世界の重心が移動する今、インドはもはや遠い国ではない。


アメリカと中国の間で戦略的バランサーとして浮上した国、世界最大の人口を持つ国、韓国企業が次の10年をかけて進出する市場。地政学的にも、経済的にも、インドはすでに韓国の重要なパートナーとなった。しかし、真のパートナーシップは協定書や貿易統計だけでは完成しない。互いの歴史を読み、互いの食を味わい、互いのリズムに体を委ねる経験がその基盤に必要である。


だから、この日のハンガンの風景は外交文書よりも長く記憶に残る場面を作り出した。


木陰に集まりインドの伝統楽器の音を聞いていた市民たち。初めて嗅いだ香辛料の匂いに目を大きく開けていた子供。手の甲にメヘンディの模様を描いて笑っていた若いカップル。ビリヤニ一皿を前にしてインド人のブース運営者とおぼつかない会話を交わしていた中年男性。その場面は、どんな公式声明よりも深い方法で二国間に刻まれる。


文明と文明が初めて出会う方法は、いつもこうして素朴である。匂いと音、味と動きから始まる。大きな宣言よりも一皿のカレーが、首脳間の握手よりもメヘンディを描く手が先に橋を架ける。

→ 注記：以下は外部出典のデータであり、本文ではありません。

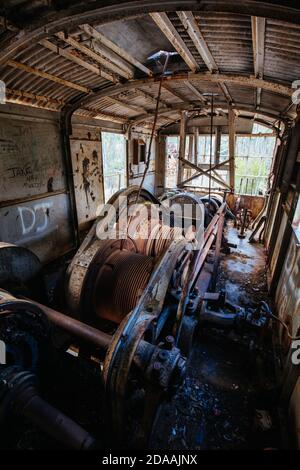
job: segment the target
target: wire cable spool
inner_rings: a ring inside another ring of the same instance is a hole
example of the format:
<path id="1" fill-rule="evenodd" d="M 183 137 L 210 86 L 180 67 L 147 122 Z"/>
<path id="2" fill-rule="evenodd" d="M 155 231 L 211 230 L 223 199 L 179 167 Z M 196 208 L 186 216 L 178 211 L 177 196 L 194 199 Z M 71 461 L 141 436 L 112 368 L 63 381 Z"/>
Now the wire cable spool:
<path id="1" fill-rule="evenodd" d="M 154 266 L 150 256 L 116 250 L 100 267 L 93 295 L 97 317 L 120 323 L 135 307 Z"/>

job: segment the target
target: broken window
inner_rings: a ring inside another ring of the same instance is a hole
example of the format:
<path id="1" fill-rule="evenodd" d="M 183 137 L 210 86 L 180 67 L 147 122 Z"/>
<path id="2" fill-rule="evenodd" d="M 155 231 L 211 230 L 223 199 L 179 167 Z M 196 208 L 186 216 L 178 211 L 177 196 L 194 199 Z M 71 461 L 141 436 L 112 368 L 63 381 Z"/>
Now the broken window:
<path id="1" fill-rule="evenodd" d="M 167 137 L 166 149 L 165 187 L 173 189 L 177 186 L 178 173 L 179 137 L 177 135 Z"/>
<path id="2" fill-rule="evenodd" d="M 262 127 L 262 126 L 260 126 Z M 255 129 L 257 131 L 257 128 Z M 267 129 L 269 133 L 269 129 Z M 268 187 L 276 137 L 265 134 L 237 136 L 235 145 L 235 191 L 263 196 Z"/>
<path id="3" fill-rule="evenodd" d="M 105 201 L 126 187 L 126 141 L 122 134 L 102 132 Z"/>

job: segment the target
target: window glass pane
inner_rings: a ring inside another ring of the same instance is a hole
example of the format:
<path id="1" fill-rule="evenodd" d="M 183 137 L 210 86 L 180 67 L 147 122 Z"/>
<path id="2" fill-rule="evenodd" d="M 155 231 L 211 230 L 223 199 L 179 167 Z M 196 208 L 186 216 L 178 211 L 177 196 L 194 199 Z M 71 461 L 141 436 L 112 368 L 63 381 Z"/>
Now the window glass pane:
<path id="1" fill-rule="evenodd" d="M 238 194 L 265 194 L 275 142 L 275 136 L 237 136 L 235 190 Z"/>
<path id="2" fill-rule="evenodd" d="M 179 137 L 178 136 L 167 137 L 165 186 L 168 189 L 173 189 L 173 188 L 176 188 L 177 186 L 178 152 L 179 152 Z"/>
<path id="3" fill-rule="evenodd" d="M 252 134 L 269 134 L 272 132 L 273 130 L 270 129 L 269 127 L 262 126 L 261 124 L 258 124 L 257 122 L 254 122 L 253 124 Z"/>
<path id="4" fill-rule="evenodd" d="M 229 137 L 228 135 L 221 136 L 220 144 L 220 162 L 225 162 L 229 157 Z"/>
<path id="5" fill-rule="evenodd" d="M 119 189 L 126 187 L 125 136 L 102 132 L 102 154 L 105 201 Z"/>

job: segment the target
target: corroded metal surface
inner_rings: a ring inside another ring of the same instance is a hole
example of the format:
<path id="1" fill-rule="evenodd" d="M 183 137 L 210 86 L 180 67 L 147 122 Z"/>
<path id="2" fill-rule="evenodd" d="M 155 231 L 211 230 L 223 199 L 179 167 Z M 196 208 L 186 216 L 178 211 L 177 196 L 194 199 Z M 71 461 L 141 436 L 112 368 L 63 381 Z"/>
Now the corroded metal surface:
<path id="1" fill-rule="evenodd" d="M 0 239 L 58 258 L 73 241 L 57 122 L 0 118 Z"/>
<path id="2" fill-rule="evenodd" d="M 57 194 L 0 209 L 0 239 L 29 248 L 42 262 L 58 258 L 72 246 L 69 198 Z"/>
<path id="3" fill-rule="evenodd" d="M 71 139 L 74 188 L 79 227 L 94 220 L 104 202 L 100 140 Z"/>
<path id="4" fill-rule="evenodd" d="M 33 279 L 41 270 L 37 256 L 26 248 L 0 242 L 0 283 Z"/>
<path id="5" fill-rule="evenodd" d="M 291 238 L 283 264 L 275 303 L 279 318 L 288 325 L 290 334 L 297 336 L 300 330 L 300 248 L 295 235 Z M 279 331 L 285 352 L 288 352 L 291 340 L 282 326 L 279 326 Z"/>
<path id="6" fill-rule="evenodd" d="M 123 202 L 127 201 L 127 204 L 130 205 L 131 203 L 135 203 L 137 194 L 138 187 L 131 186 L 125 190 L 119 191 L 114 196 L 112 196 L 112 198 L 108 201 L 108 204 L 115 205 L 117 210 L 117 217 L 119 217 L 120 213 L 126 209 L 126 204 L 118 207 L 118 197 L 123 196 Z M 142 201 L 154 203 L 158 202 L 145 189 L 142 190 L 140 195 L 139 202 Z M 97 218 L 68 268 L 66 278 L 66 299 L 71 312 L 77 316 L 79 315 L 81 308 L 84 285 L 88 279 L 88 275 L 91 272 L 90 268 L 92 267 L 94 260 L 96 260 L 98 252 L 101 249 L 103 250 L 104 248 L 107 248 L 106 241 L 99 240 L 96 236 L 96 229 L 101 220 L 104 220 L 103 216 Z M 112 241 L 109 240 L 108 242 Z M 117 241 L 120 246 L 119 242 L 120 241 Z"/>

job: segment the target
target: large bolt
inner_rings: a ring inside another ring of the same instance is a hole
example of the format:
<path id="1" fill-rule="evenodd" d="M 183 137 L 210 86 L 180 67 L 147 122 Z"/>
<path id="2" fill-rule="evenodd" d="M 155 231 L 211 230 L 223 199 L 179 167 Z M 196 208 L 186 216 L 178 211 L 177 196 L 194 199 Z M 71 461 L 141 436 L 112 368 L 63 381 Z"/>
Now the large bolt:
<path id="1" fill-rule="evenodd" d="M 169 357 L 169 353 L 167 351 L 164 351 L 163 349 L 159 351 L 158 359 L 160 359 L 162 362 L 166 361 L 168 357 Z"/>
<path id="2" fill-rule="evenodd" d="M 175 346 L 174 337 L 171 336 L 171 335 L 166 336 L 166 338 L 165 338 L 165 348 L 170 351 L 171 349 L 173 349 L 174 346 Z"/>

ゴランラル・ダス大使はこの日「心が通じるという言葉のように、今日のこの場は韓国とインドの二つの文化が一つになる場である」と述べた。アジュメディアグループの郭永吉会長も「単なる文化行事ではなく、二国が互いの歴史と文化を理解し、未来の革新と友情を共に作り上げる場である」と語った。


ハンガンは本来開かれた空間である。誰でも通り過ぎ、滞在し、混ざり合う場所である。ソウル市民だけの川ではなく、この都市を通り過ぎるすべての人々の川である。その開かれた河岸の上で、ソウルとデリー、釜山とムンバイ、キムチとカレー、K-POPとボリウッドが象徴的に並んで流れた。

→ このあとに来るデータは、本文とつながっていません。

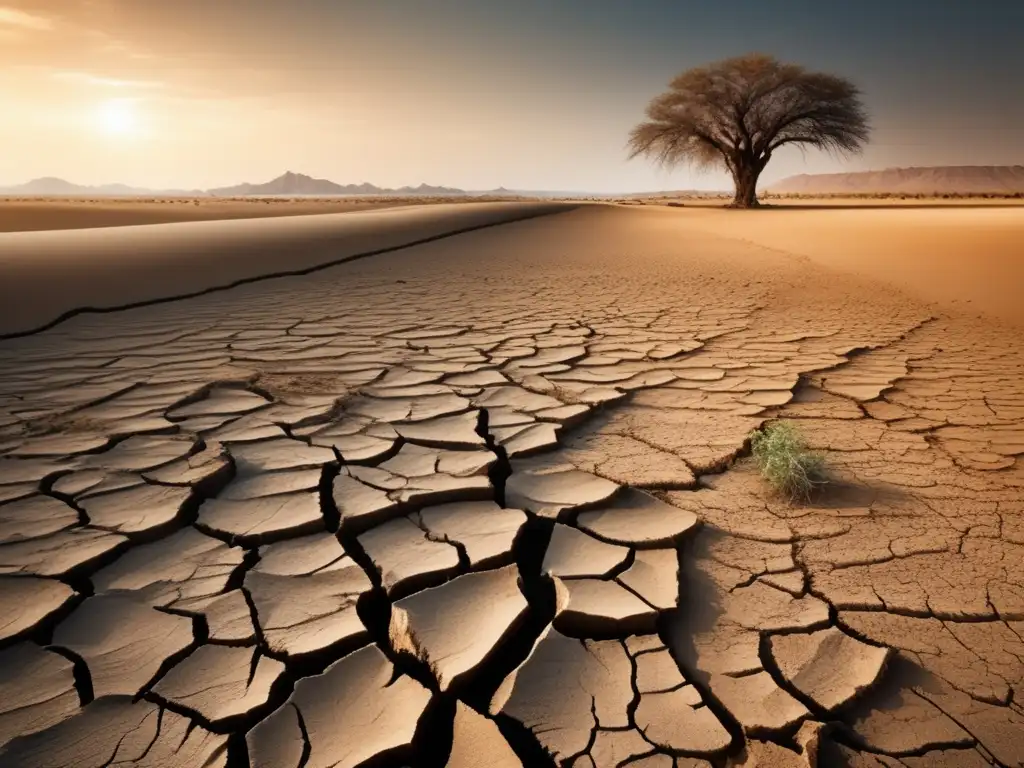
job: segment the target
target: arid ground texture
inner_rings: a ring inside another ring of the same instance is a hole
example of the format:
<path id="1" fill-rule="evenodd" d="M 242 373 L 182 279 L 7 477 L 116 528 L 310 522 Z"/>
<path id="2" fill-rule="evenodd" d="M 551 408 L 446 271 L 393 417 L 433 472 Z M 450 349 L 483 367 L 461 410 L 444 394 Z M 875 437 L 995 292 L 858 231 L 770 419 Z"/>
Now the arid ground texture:
<path id="1" fill-rule="evenodd" d="M 0 232 L 122 227 L 176 221 L 250 219 L 361 211 L 396 202 L 223 198 L 0 198 Z"/>
<path id="2" fill-rule="evenodd" d="M 0 234 L 0 766 L 1024 765 L 1022 211 Z"/>

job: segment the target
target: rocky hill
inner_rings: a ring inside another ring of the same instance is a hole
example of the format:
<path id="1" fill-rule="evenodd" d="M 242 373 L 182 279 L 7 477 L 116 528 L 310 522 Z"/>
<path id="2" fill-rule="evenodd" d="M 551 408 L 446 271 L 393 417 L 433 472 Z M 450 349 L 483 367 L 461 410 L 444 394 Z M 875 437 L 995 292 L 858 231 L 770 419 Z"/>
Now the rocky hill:
<path id="1" fill-rule="evenodd" d="M 98 184 L 89 186 L 75 184 L 55 176 L 32 179 L 13 187 L 0 187 L 0 195 L 23 197 L 139 197 L 147 195 L 195 196 L 204 192 L 198 189 L 141 189 L 127 184 Z"/>
<path id="2" fill-rule="evenodd" d="M 860 173 L 800 174 L 767 189 L 779 194 L 1015 194 L 1024 193 L 1022 165 L 887 168 Z"/>
<path id="3" fill-rule="evenodd" d="M 234 197 L 242 195 L 464 195 L 465 190 L 452 187 L 418 187 L 387 189 L 375 184 L 338 184 L 327 179 L 314 179 L 302 173 L 288 171 L 263 184 L 237 184 L 207 190 L 211 195 Z"/>

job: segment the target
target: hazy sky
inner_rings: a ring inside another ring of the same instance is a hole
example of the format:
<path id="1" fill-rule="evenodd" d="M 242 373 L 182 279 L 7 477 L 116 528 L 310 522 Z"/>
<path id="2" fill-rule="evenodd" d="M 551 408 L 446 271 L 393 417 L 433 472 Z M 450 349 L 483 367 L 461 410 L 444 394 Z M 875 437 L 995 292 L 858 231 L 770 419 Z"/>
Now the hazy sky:
<path id="1" fill-rule="evenodd" d="M 1024 163 L 1024 0 L 0 0 L 0 185 L 726 188 L 627 162 L 678 72 L 760 51 L 850 77 L 862 157 Z"/>

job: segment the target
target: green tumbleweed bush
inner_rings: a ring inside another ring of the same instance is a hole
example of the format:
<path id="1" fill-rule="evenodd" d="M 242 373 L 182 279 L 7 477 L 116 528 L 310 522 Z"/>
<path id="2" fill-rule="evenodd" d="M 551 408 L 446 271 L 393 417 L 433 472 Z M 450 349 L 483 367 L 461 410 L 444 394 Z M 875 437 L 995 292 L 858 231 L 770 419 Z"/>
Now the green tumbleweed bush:
<path id="1" fill-rule="evenodd" d="M 750 433 L 750 446 L 761 476 L 791 501 L 806 501 L 824 485 L 825 458 L 807 447 L 789 421 L 775 421 Z"/>

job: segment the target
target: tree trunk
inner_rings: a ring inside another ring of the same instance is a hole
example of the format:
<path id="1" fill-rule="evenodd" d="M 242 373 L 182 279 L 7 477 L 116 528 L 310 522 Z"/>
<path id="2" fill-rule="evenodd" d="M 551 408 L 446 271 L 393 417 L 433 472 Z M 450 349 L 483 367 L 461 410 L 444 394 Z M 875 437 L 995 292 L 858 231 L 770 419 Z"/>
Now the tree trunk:
<path id="1" fill-rule="evenodd" d="M 733 198 L 733 208 L 756 208 L 757 202 L 757 178 L 761 175 L 756 165 L 747 163 L 737 164 L 733 171 L 733 181 L 736 183 L 736 197 Z"/>

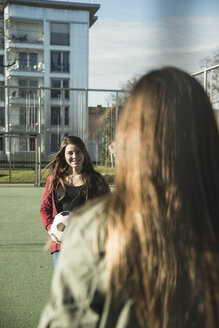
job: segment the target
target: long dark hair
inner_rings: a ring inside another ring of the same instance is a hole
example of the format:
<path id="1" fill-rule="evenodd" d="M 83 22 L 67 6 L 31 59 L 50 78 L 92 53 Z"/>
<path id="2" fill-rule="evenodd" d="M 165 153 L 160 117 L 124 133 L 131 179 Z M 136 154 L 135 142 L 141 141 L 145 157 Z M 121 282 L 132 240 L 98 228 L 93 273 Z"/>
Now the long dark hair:
<path id="1" fill-rule="evenodd" d="M 65 148 L 67 145 L 71 144 L 76 145 L 78 148 L 80 148 L 84 154 L 84 162 L 81 176 L 85 184 L 86 199 L 89 198 L 89 190 L 91 189 L 101 190 L 101 188 L 109 188 L 104 178 L 97 171 L 94 170 L 93 163 L 83 140 L 77 136 L 68 136 L 63 139 L 58 152 L 53 155 L 51 161 L 46 166 L 46 169 L 50 174 L 50 190 L 54 190 L 56 188 L 55 182 L 58 179 L 64 189 L 62 198 L 66 193 L 66 185 L 63 181 L 63 175 L 68 169 L 68 164 L 65 160 Z"/>
<path id="2" fill-rule="evenodd" d="M 116 145 L 108 287 L 132 295 L 142 327 L 219 327 L 219 136 L 201 85 L 176 68 L 143 76 Z"/>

二つの文明は、もしかしたら今やっと互いを発見し始めたのかもしれない。遅すぎると言うこともできる。しかし、5月のハンガンで香辛料の匂いを初めて嗅ぎ、足を止めたその子供が成長しインドを訪れる日を思うと、今日がそれほど遅い始まりではないだろう。





* この記事はAIによって翻訳されました。